Production of a substantial fraction of carbon dioxide (CO2) in any hydrocarbon-gas stream poses a significant challenge in terms of separation and sequestration. Both environmental concerns and economic incentives motivate operators to search for safe, cost-effective ways to dispose of CO2. A case study examines CO2 separation at surface and its disposal in a saline aquifer close to its source. The use of real-time data allowed a comprehensive assessment of in-place volumes for the source gas and the capacity of the aquifer. Injection of supercritical CO2 suggests that the terminal aquifer pressure has been reached by encountering less-than-expected storage volume and by a lowering of the fracture-pressure gradient.
The merits of sequestering greenhouse gas have been discussed widely in the literature. Some studies have probed the feasibility of separation of CO2 from a natural-gas stream to allow processing in a liquefied-natural-gas plant. Flow-simulation studies showed that the gas/water relative permeability hysterisis effect and trapping are plausible mechanisms for storage.
To reduce atmospheric emissions in a producing gas field, the authors of the case study probed the injection of supercritical CO2 with 99% purity into a saline aquifer with standard analytical tools. In this field, approximately 5% CO2 is produced to surface with the hydrocarbon gas. At surface, it is stripped out of the hydrocarbon stream in a CO2-removal unit. The unit delivers a stream containing 99% CO2, while the hydrocarbons are processed further. This high-purity CO2 is injected into the deep, water-bearing sandstone formation through one dedicated injector. The overlying impermeable formation provides a seal between the CO2-receiving and hydrocarbon-bearing units.

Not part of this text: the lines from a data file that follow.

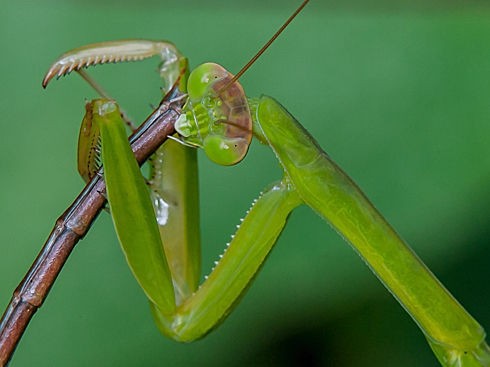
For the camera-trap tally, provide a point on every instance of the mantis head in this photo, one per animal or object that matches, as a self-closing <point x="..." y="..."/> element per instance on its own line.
<point x="216" y="116"/>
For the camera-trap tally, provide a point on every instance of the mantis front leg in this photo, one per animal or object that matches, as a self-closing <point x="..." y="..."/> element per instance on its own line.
<point x="138" y="233"/>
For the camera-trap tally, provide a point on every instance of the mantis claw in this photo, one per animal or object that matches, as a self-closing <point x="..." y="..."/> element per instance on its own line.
<point x="113" y="52"/>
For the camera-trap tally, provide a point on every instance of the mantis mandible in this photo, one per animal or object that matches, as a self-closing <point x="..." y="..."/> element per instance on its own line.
<point x="267" y="135"/>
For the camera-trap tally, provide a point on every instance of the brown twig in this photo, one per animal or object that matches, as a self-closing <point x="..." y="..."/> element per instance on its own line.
<point x="72" y="225"/>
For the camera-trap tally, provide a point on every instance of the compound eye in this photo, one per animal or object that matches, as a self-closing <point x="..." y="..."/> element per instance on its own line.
<point x="202" y="78"/>
<point x="225" y="151"/>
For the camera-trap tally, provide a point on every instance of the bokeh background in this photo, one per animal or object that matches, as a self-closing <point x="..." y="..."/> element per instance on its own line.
<point x="398" y="94"/>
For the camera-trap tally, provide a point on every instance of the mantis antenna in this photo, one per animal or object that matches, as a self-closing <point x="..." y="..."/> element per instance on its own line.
<point x="265" y="47"/>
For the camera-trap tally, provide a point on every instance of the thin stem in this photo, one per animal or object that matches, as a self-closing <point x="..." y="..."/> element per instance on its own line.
<point x="72" y="225"/>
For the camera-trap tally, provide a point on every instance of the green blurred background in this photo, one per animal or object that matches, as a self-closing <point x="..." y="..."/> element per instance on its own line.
<point x="397" y="94"/>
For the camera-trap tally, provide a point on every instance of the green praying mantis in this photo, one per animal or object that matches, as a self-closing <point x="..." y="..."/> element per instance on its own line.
<point x="310" y="178"/>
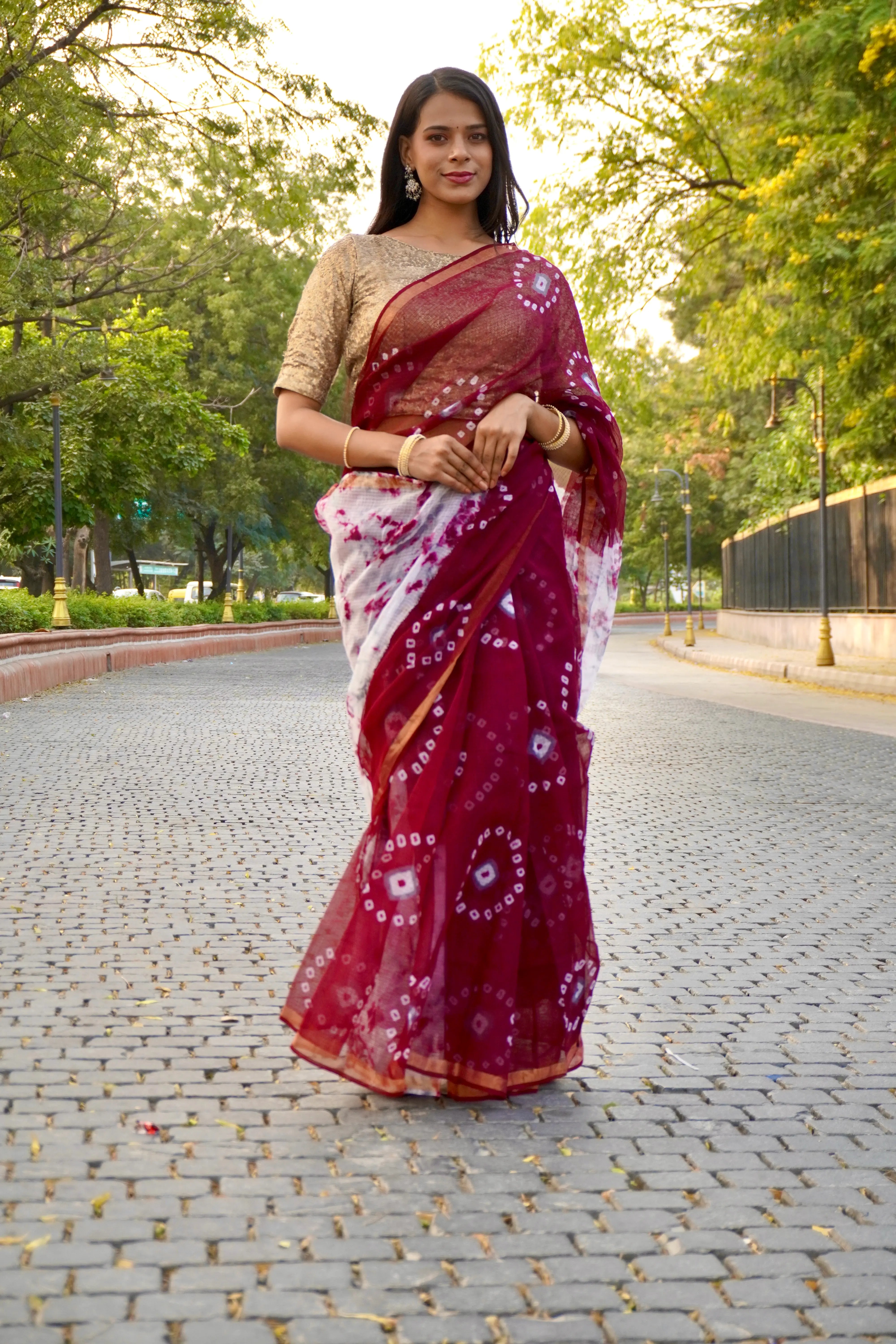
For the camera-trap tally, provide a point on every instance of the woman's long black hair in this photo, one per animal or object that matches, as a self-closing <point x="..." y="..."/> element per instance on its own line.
<point x="498" y="205"/>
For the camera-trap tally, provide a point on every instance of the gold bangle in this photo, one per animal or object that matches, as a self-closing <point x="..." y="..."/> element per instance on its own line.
<point x="346" y="462"/>
<point x="562" y="424"/>
<point x="562" y="435"/>
<point x="561" y="442"/>
<point x="405" y="454"/>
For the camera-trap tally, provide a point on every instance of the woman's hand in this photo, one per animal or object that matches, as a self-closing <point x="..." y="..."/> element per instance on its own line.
<point x="445" y="460"/>
<point x="500" y="433"/>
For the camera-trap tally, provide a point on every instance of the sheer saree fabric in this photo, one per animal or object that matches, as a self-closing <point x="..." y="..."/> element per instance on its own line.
<point x="459" y="946"/>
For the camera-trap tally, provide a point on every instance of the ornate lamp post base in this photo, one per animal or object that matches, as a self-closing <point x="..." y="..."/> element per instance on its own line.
<point x="61" y="619"/>
<point x="825" y="655"/>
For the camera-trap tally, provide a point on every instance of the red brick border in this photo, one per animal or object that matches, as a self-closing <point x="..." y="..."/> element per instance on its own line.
<point x="37" y="662"/>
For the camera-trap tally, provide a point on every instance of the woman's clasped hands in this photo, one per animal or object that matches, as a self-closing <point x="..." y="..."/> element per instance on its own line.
<point x="492" y="455"/>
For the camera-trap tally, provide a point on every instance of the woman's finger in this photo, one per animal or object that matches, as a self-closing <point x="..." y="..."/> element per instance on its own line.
<point x="512" y="454"/>
<point x="468" y="471"/>
<point x="475" y="470"/>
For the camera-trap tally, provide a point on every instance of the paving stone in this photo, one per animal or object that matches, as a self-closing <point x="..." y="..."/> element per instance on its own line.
<point x="569" y="1330"/>
<point x="760" y="951"/>
<point x="657" y="1327"/>
<point x="866" y="1291"/>
<point x="226" y="1333"/>
<point x="727" y="1325"/>
<point x="855" y="1320"/>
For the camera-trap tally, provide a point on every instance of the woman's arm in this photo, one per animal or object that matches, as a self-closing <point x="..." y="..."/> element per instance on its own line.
<point x="303" y="429"/>
<point x="500" y="433"/>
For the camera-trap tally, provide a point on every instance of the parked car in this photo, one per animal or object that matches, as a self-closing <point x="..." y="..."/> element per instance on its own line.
<point x="190" y="593"/>
<point x="150" y="593"/>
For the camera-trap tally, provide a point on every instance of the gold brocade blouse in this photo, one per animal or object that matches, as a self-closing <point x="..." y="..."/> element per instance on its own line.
<point x="345" y="296"/>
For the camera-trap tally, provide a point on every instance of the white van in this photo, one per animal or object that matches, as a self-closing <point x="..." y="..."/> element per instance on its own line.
<point x="191" y="591"/>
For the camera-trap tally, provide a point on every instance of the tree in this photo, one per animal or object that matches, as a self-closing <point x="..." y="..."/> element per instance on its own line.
<point x="120" y="442"/>
<point x="739" y="162"/>
<point x="112" y="190"/>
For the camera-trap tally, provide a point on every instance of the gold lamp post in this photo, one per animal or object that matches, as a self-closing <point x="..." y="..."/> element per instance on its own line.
<point x="228" y="615"/>
<point x="686" y="503"/>
<point x="825" y="654"/>
<point x="61" y="620"/>
<point x="667" y="624"/>
<point x="241" y="587"/>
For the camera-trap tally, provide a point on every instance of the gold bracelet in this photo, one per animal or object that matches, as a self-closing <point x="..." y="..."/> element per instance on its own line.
<point x="562" y="435"/>
<point x="405" y="454"/>
<point x="346" y="462"/>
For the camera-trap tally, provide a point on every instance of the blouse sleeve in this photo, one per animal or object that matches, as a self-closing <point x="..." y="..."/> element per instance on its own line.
<point x="318" y="335"/>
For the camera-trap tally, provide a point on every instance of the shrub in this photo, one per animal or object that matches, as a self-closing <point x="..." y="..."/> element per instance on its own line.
<point x="19" y="611"/>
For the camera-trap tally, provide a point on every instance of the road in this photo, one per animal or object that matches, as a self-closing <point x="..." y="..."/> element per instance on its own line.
<point x="721" y="1169"/>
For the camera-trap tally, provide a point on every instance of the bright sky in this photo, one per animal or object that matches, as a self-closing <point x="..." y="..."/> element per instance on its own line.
<point x="370" y="54"/>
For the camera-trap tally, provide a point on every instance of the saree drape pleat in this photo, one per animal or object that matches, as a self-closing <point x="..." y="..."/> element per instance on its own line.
<point x="459" y="944"/>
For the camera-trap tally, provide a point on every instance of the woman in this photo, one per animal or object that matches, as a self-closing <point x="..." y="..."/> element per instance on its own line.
<point x="459" y="948"/>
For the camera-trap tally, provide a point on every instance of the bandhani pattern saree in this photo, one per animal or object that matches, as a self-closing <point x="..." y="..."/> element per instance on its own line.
<point x="459" y="950"/>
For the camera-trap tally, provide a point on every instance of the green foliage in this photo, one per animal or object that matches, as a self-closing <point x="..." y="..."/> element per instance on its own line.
<point x="738" y="161"/>
<point x="89" y="612"/>
<point x="119" y="442"/>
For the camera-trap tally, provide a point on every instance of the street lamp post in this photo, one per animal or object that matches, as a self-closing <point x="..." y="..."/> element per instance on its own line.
<point x="686" y="503"/>
<point x="667" y="624"/>
<point x="241" y="587"/>
<point x="61" y="619"/>
<point x="825" y="654"/>
<point x="228" y="616"/>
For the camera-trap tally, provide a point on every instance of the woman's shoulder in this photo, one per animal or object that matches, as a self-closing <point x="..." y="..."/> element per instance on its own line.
<point x="340" y="257"/>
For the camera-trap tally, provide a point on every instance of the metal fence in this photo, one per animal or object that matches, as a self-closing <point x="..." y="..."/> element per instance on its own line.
<point x="774" y="566"/>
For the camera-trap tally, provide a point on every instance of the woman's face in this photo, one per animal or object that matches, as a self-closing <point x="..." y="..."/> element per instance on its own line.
<point x="450" y="150"/>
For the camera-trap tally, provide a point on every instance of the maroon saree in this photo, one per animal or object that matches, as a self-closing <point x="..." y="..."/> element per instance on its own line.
<point x="459" y="946"/>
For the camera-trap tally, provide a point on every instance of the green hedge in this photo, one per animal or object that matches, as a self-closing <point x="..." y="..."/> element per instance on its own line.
<point x="89" y="612"/>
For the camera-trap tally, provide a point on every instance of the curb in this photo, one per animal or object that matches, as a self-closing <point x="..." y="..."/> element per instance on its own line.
<point x="827" y="679"/>
<point x="37" y="667"/>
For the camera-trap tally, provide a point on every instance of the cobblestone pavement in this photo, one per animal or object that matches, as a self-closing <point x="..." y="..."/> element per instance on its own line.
<point x="721" y="1169"/>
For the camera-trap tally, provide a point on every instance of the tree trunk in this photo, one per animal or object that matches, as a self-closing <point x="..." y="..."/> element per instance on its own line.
<point x="217" y="562"/>
<point x="103" y="558"/>
<point x="80" y="545"/>
<point x="135" y="571"/>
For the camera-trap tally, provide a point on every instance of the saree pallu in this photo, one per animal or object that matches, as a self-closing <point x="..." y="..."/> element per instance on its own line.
<point x="459" y="947"/>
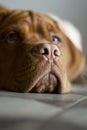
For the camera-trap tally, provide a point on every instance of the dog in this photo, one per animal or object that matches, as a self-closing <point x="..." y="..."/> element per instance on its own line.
<point x="37" y="52"/>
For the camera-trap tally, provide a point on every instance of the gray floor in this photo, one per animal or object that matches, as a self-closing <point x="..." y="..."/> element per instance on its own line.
<point x="19" y="111"/>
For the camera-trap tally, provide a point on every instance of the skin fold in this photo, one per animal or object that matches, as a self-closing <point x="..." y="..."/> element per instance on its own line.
<point x="35" y="55"/>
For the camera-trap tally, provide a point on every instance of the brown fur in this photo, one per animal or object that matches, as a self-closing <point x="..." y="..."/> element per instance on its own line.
<point x="22" y="68"/>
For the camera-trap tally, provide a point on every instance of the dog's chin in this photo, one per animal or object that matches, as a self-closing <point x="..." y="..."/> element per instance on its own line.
<point x="49" y="83"/>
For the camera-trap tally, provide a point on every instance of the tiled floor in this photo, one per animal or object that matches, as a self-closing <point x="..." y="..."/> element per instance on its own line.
<point x="20" y="111"/>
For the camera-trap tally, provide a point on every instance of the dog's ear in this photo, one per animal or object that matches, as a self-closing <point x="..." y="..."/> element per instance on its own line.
<point x="3" y="13"/>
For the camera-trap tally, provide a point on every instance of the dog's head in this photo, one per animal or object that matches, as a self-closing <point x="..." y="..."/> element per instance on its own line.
<point x="32" y="53"/>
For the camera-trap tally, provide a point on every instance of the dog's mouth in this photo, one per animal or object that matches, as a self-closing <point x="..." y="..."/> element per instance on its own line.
<point x="49" y="83"/>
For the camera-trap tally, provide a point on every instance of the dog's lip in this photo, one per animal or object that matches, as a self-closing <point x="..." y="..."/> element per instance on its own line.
<point x="49" y="73"/>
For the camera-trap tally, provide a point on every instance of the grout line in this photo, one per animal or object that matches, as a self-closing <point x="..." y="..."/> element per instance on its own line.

Geologic Setting. A deep, water-bearing sandstone formation receives the injected CO2, designated as Unit A in Fig. 1. The 360-ft-thick formation consists of interconnected channels of Jurassic age. Well D is a vertical openhole injector with perforations in three different intervals. The average permeability is estimated at 400 md in the upper intervals and approximately 2,000 md in the lowermost perforations. 4D time-lapse-seismic data corroborate that most of the fluid injection occurs in the lowest interval. Above Unit A lies Unit C, a 260-ft-thick sandstone formation containing hydrocarbon gas. The estimated average gas saturation is 85%. Between those two formations lies Unit B, a tight 260-ft-thick sandstone formation. Therefore, Unit B constitutes a vertical hydraulic barrier between Unit A and Unit C. While CO2 is injected into Unit C in the northern part of the field, gas is produced from Unit A in a separate fault block. The two blocks are separated by a fault, which is anticipated to be sealing; thus, one would not foresee lateral communication between the formations.